41/02 Passrecht Fremdenrecht;

Norm

AsylG 1991 §2 Abs3;
AsylG 1991 §2 Abs4;

Betreff

Der Verwaltungsgerichtshof hat durch den Vorsitzenden Senatspräsident Dr. Herberth und die Hofräte Dr. Kremla und Dr. Blaschek als Richter, im Beisein der Schriftführerin Mag. Mayer, über die Beschwerde des A in L, vertreten durch Dr. W, Rechtsanwalt in B, gegen den Bescheid des Bundesministers für Inneres vom 30. November 1993, Zl. 4.309.667/2-III/13/91, betreffend Asylgewährung, zu Recht erkannt:

Spruch

Die Beschwerde wird als unbegründet abgewiesen.

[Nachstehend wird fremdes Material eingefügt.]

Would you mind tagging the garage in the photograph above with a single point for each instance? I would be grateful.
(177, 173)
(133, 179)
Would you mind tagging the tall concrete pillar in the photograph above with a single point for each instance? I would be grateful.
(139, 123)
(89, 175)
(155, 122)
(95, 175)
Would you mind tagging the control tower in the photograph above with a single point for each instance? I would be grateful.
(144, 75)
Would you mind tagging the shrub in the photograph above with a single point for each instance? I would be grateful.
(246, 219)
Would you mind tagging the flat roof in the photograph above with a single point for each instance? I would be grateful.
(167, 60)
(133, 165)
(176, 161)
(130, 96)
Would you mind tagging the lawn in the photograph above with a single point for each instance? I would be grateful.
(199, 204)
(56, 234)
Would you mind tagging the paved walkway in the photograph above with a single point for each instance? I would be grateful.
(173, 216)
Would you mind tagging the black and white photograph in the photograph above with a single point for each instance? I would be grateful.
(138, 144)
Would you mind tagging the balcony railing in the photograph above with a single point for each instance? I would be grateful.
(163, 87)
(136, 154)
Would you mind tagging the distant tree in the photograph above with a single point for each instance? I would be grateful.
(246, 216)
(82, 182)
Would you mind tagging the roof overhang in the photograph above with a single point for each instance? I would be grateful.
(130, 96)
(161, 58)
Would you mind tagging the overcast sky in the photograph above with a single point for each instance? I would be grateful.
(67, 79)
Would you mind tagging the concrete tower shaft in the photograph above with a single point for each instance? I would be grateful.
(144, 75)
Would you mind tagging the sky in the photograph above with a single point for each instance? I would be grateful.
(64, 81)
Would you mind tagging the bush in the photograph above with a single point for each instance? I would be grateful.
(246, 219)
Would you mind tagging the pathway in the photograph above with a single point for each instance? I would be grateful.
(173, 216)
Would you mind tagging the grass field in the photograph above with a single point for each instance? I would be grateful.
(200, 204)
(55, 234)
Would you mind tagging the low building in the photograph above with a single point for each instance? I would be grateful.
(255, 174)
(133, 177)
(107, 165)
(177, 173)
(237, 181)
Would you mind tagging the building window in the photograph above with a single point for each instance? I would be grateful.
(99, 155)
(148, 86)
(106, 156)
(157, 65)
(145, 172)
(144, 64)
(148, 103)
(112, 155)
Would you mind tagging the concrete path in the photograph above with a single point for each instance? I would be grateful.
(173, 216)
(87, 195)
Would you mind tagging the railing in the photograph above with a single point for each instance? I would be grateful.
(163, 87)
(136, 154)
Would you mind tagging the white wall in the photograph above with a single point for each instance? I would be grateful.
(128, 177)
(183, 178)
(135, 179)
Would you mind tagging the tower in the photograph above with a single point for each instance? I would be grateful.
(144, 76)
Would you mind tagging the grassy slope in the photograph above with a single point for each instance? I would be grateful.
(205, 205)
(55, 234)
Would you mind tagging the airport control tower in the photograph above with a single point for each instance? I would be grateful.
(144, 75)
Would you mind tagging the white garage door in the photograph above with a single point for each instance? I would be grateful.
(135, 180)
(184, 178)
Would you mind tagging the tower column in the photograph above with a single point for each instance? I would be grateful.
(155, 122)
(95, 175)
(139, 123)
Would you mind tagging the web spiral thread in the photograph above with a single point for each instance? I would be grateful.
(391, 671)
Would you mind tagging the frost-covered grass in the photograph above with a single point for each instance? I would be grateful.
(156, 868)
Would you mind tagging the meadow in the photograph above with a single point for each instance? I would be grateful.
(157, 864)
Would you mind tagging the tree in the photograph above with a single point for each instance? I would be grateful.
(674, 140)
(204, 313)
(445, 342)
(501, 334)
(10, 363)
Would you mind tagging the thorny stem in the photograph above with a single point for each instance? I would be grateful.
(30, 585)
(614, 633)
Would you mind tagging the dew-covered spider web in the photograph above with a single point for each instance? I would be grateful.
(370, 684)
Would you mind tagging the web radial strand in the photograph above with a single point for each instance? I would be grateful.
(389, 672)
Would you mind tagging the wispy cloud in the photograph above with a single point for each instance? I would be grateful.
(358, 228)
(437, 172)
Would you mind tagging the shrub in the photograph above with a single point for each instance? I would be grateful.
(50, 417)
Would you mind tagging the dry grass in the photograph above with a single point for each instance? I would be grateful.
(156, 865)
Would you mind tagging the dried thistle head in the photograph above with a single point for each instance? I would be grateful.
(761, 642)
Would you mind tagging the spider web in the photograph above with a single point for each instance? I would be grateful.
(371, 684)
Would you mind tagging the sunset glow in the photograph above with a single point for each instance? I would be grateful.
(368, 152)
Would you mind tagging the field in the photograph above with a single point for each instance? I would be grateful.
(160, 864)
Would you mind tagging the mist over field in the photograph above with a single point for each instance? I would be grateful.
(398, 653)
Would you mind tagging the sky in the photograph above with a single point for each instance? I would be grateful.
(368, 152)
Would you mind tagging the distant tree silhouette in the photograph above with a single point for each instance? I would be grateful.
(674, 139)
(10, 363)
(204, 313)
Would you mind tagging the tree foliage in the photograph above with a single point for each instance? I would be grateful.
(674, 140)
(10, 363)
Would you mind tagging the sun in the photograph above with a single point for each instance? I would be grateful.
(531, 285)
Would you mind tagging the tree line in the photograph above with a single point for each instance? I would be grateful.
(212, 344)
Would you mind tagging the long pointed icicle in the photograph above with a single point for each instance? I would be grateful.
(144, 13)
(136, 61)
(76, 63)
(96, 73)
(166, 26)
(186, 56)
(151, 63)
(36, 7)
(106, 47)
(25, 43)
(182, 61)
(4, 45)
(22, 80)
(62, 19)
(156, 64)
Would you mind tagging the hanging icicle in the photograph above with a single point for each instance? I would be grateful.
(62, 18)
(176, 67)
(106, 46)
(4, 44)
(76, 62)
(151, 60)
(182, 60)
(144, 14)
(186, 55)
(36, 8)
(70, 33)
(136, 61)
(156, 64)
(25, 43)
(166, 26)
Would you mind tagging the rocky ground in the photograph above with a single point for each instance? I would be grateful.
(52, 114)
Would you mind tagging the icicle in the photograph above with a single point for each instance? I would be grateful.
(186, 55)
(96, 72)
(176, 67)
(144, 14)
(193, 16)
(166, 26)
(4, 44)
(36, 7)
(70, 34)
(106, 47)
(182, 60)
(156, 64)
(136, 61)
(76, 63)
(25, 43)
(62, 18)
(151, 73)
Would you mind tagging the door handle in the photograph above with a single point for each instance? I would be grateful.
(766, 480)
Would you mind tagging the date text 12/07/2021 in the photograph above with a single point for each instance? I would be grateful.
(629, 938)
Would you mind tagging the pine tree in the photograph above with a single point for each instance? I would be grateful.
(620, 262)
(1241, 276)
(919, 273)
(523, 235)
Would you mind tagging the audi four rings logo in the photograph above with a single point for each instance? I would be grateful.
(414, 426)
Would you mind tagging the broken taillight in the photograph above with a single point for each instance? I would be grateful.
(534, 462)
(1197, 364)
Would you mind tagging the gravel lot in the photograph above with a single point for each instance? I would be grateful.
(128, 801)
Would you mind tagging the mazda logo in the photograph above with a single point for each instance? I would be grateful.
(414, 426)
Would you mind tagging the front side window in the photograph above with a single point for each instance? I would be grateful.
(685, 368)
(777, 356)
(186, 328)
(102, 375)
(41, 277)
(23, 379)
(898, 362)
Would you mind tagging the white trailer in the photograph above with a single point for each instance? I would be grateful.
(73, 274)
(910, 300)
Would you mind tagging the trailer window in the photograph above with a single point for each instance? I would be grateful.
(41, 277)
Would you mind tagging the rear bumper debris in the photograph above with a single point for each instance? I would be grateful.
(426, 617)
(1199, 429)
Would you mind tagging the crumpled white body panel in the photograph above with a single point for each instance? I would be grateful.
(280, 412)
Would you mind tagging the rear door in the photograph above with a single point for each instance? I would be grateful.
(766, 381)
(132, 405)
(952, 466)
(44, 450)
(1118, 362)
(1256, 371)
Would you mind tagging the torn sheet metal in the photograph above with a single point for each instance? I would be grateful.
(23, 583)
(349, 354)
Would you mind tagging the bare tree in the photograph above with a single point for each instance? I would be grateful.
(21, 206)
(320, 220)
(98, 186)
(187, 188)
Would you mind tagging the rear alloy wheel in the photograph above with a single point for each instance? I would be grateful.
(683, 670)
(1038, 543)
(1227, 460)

Der Beschwerdeführer hat dem Bund Aufwendungen in der Höhe von S 565,-- binnen zwei Wochen bei sonstiger Exekution zu ersetzen.

Begründung

Der Beschwerdeführer, ein türkischer Staatsangehöriger, ist aus der Schweiz kommend, am 8. Dezember 1990 in das Bundesgebiet eingereist und hat am 19. Dezember 1990 bei der Bezirkshauptmannschaft Bregenz einen Asylantrag gestellt.

Bei seiner niederschriftlich festgehaltenen Befragung durch die Sicherheitsdirektion für das Bundesland Vorarlberg am 21. Jänner 1991 hat der Beschwerdeführer unter anderem angegeben, er habe die Türkei im November 1989 verlassen, er sei über Österreich in die Schweiz gereist und habe in N (Schweiz) um Asyl angesucht; er sei dann in das Flüchtlingslager(-heim) "S" eingewiesen worden. Da sein Asylgesuch in der Schweiz abgelehnt worden sei, habe er sich entschlossen, nach Österreich zu reisen und hier einen Asylantrag zu stellen; anläßlich seiner Durchreise im Jahr 1989 habe er nicht gewußt, daß er in Österreich einen Asylantrag stellen hätte können.

Mit dem im Instanzenzug gemäß § 66 Abs. 4 AVG ergangenen Bescheid des Bundesministers für Inneres vom 30. November 1993 wurde die Berufung des Beschwerdeführers gegen den Bescheid der Sicherheitsdirektion für das Bundesland Vorarlberg vom 13. Mai 1991 - mit dem festgestellt worden war, daß bei ihm die Voraussetzungen für seine Anerkennung als Flüchtling nicht vorlägen - abgewiesen und gleichzeitig ausgesprochen, daß Österreich dem Beschwerdeführer kein Asyl gewähre.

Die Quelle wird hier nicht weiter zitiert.